“There’s all kind of pockets and holes in the market where there hasn’t been service parts available,” said Kyle Wiens, CEO of iFixit. He told E-Scrap News the program has sold “thousands and thousands” of parts to help alleviate those shortages.
In its partnership with ERI, iFixit has received a wide variety of products, but Wiens was most surprised to receive Chromebooks and Dell laptops, as well as Kindles and GoPro cameras, which continue to do well on iFixit’s online parts store.
Wiens said iFixit representatives sometimes tell ERI they are interested in a certain product or part, and other times ERI will reach out to Wiens after it has received a large shipment of a certain item.
Wiens said he’s pleased with how the program is going, but admits it is challenging at times because of the painstaking process of reverse engineering.
He pointed to GoPro cameras as an example. The brand uses different lens types in different products, so before iFixit can offer repair advice to the general public, Wiens and his stable of technicians must dismantle different cameras and figure out which ones will take a lens that might be recovered.
“I have to pull apart each one and try test parts compatability,” he said. “So there’s been a lot of technical, device-specific learning that has to happen. We have to figure out if the repair is viable ahead of time.” He added that if OEMs were more transparent with their repair and service manuals, repair would become much more streamlined.

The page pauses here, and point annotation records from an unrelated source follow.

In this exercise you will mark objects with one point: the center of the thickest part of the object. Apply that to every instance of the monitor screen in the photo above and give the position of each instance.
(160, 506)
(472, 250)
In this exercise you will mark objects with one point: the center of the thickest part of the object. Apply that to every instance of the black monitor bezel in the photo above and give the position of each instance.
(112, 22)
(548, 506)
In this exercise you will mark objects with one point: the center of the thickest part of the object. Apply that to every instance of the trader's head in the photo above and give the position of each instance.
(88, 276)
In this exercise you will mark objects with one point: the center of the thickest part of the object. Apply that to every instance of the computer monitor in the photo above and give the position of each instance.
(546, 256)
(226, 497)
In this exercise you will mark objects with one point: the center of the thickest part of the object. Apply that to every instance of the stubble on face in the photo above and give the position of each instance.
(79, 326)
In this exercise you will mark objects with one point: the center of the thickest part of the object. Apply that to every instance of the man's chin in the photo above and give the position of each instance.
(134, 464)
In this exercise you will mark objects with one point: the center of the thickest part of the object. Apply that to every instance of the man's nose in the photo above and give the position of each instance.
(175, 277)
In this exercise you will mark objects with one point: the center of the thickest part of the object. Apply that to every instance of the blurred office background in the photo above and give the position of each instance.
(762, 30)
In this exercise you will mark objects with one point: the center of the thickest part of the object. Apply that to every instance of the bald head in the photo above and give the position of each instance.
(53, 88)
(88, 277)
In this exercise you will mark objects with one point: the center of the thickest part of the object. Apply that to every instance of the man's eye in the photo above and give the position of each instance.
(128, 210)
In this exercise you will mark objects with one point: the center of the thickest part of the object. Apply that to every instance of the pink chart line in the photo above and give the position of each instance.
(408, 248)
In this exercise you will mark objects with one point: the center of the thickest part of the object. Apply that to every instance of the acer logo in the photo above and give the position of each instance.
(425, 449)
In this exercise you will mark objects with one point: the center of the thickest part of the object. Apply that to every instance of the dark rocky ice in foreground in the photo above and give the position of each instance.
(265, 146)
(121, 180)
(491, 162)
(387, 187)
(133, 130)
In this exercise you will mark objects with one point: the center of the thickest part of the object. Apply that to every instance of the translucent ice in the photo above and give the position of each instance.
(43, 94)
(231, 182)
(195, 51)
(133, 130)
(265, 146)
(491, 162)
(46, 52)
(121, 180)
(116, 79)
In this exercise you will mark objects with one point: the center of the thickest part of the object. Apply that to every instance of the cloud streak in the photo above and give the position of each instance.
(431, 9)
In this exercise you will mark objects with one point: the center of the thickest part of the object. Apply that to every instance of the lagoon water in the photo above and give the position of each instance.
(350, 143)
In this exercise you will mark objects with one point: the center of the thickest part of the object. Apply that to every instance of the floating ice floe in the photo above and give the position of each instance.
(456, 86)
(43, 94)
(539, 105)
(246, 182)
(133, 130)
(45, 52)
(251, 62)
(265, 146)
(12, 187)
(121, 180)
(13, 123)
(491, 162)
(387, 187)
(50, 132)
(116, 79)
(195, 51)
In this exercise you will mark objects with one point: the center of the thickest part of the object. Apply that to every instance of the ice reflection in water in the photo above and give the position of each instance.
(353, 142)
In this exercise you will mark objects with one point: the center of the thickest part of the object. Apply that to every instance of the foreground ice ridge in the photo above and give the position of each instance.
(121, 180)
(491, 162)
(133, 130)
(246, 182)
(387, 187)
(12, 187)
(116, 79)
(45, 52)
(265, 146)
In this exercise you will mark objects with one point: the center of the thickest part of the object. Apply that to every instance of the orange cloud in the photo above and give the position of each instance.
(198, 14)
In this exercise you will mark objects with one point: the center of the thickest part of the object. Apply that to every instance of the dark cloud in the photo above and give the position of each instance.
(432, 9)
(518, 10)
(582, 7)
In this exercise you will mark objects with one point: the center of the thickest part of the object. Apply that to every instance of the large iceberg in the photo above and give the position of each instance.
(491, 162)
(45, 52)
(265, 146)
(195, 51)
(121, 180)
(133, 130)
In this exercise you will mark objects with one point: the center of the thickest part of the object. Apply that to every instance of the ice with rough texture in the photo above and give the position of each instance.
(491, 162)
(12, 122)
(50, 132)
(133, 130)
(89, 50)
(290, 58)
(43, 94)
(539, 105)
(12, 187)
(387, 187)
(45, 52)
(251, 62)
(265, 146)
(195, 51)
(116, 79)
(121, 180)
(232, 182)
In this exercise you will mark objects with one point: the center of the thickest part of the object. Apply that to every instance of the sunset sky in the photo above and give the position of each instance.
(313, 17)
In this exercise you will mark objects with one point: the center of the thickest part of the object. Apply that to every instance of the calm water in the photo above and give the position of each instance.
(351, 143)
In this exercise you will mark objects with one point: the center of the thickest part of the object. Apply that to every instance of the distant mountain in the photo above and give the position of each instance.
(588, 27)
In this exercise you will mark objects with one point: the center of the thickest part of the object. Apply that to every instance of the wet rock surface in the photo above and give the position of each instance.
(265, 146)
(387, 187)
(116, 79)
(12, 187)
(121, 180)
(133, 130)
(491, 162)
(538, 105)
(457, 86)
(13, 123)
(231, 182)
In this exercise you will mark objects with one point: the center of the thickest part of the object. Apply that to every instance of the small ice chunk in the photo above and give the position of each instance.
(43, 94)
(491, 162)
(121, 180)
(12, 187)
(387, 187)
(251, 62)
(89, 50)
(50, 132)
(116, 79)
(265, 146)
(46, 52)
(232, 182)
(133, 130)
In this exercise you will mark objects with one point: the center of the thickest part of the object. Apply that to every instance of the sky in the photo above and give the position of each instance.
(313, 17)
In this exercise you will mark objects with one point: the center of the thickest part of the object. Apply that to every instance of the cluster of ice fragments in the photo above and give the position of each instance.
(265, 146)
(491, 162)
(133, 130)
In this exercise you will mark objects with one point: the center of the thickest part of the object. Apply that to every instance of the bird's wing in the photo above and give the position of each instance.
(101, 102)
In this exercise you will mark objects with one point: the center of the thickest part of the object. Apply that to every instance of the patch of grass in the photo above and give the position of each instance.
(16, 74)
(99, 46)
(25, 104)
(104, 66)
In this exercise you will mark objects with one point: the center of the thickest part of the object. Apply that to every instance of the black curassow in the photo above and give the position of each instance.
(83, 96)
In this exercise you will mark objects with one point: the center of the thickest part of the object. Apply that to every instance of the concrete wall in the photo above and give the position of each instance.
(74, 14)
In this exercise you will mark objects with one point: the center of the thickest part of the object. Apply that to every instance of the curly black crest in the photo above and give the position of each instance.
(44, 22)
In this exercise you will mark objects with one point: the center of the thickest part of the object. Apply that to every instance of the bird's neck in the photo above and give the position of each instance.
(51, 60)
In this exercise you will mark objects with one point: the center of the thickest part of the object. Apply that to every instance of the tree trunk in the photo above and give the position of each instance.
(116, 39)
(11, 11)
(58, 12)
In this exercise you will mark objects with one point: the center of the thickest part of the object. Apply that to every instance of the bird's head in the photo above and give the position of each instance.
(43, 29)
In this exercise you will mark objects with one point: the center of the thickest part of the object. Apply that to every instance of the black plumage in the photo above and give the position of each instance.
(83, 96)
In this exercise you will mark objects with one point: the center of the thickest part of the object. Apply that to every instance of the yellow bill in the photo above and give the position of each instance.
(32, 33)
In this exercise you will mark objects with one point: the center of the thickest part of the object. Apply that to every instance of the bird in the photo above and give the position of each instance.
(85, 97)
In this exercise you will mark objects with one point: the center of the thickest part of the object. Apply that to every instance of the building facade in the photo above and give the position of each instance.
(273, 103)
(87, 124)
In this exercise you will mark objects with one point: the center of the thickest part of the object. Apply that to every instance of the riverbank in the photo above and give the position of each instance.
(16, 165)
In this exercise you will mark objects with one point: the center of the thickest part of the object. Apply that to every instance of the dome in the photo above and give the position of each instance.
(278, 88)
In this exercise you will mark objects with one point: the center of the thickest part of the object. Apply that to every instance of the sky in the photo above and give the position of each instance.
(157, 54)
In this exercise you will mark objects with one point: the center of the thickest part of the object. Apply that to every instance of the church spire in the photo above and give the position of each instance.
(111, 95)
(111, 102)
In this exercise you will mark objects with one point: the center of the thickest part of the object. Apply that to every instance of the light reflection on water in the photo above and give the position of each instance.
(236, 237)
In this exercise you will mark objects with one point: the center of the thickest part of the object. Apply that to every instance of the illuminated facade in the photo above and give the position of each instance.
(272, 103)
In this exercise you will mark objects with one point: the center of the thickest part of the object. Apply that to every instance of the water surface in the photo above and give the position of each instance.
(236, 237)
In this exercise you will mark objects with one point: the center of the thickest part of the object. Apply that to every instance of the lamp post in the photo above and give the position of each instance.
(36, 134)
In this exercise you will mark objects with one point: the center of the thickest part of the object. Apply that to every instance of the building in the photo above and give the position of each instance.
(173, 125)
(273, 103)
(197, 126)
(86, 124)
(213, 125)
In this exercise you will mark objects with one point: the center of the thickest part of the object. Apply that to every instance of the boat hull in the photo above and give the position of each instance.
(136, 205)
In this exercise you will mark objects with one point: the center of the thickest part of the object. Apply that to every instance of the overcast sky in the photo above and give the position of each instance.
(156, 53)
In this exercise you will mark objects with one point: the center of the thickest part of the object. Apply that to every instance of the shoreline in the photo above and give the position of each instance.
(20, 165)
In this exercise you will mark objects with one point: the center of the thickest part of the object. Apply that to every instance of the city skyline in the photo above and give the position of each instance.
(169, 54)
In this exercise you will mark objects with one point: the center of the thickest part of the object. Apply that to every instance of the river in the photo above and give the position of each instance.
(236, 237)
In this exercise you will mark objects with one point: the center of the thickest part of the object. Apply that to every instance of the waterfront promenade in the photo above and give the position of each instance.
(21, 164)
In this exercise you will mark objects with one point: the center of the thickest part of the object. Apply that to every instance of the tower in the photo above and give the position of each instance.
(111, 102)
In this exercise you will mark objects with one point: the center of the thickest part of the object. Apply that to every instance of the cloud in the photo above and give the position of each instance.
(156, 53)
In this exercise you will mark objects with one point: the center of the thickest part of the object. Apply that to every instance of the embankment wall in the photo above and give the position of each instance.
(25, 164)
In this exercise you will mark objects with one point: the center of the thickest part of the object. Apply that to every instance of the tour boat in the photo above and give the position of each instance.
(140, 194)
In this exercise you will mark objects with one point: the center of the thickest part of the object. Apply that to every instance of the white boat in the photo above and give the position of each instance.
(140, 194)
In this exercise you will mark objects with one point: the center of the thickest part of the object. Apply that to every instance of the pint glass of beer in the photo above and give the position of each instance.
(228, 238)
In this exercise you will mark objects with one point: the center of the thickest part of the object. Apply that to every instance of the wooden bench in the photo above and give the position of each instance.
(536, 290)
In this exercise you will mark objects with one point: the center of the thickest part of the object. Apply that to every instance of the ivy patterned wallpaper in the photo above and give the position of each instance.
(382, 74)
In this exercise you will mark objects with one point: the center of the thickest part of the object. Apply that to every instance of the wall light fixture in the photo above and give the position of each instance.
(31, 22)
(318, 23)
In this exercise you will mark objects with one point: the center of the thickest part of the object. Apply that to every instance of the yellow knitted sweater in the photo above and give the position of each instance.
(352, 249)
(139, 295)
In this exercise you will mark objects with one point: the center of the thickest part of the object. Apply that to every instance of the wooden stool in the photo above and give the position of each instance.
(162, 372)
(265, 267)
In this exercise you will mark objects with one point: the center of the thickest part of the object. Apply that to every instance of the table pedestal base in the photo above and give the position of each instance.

While the partnership has saved a lot of usable material from the shredder, Wiens stressed it also has not come at the expense of the scrap metal industry.
“These are small components, the actual amount of weight and volume we’re saving isn’t that much,” he said, adding that sometimes all that is saved from a Kindle is the screen and the rest of the device is shredded.
As for ERI, Wiens said salvaging parts and selling them for reuse is the fastest growing and most profitable part of its business.
Tyler Shegerian, assistant director of asset recovery at ERI, backed that up in a session at last week’s E-Scrap 2016 conference, saying asset recovery can get the highest commodity recovery value possible.
Shegerian noted a shredded iPhone brings the company $1.92 while the reuse value is $229. The price differences are similar for laptops and computer towers, he said.